This accessible and exciting new text looks at the implications of aesthetic labour for work and employment by contextualizing debates and offering a critical approach. The origins of aesthetic labour are explored, as well as the relevant theories from business and management, and sociology. Coverage includes key topics such as: corporate strategy; recruitment and selection practices; and discrimination.
Key features include:
- a range of case studies from across different types of organizations and popular culture
- the exploration of topics such as branding, 'lookism', 'dressing for success' and cosmetic surgery
- suggestions for further reading.
Über den Autor Chris Warhurst
Chris Warhurst is Director of the Institute for Employment Research at the University of Warwick.
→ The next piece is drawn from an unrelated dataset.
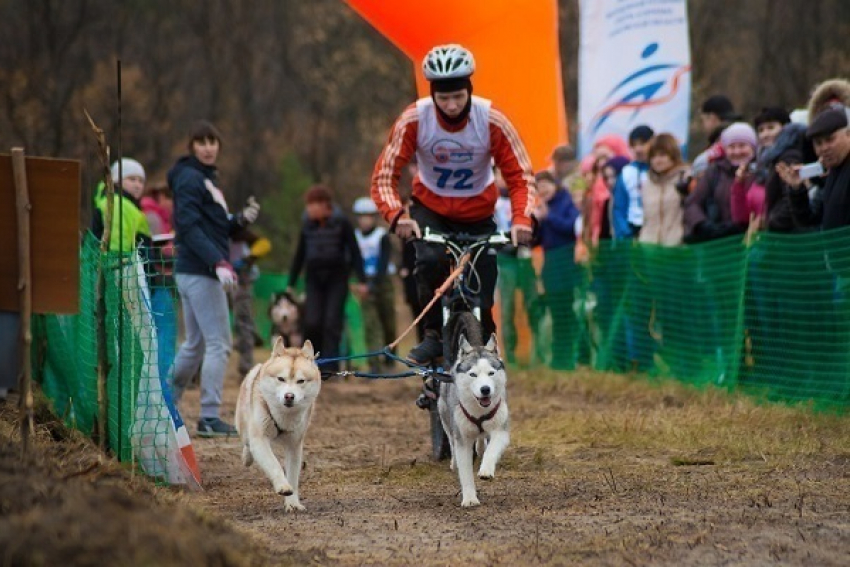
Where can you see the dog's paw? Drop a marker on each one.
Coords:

Motivated by wanting to see better scientific and policy-maker understanding of work and employment, Chris is an Associate Research Fellow of SKOPE at the University of Oxford, a Fellow of the Royal Society of the Arts and a Trustee of the Tavistock Institute in London. He was previously Professor of Work and Organisational Studies at the Sydney University Business School and Founding Director of the Scottish Centre for Employment Research at Strathclyde University Business School. He is currently Chair of the Editorial Management Committee for the journal Human Relations, co-editor of Palgrave's Critical Perspectives on Work and Employment book series and an Editorial Advisory Board Member for Research in the Sociology of Work. Previously, he was co-editor of the journal Work, Employment and Society. His research expertise centres on job quality, skills and aesthetic labour. He uses mixed methods in his research, which ranges over small-scale qualitative case studies to national surveys. He has secured nearly 70 research awards from national research councils, government, employers, trade unions and charities etc.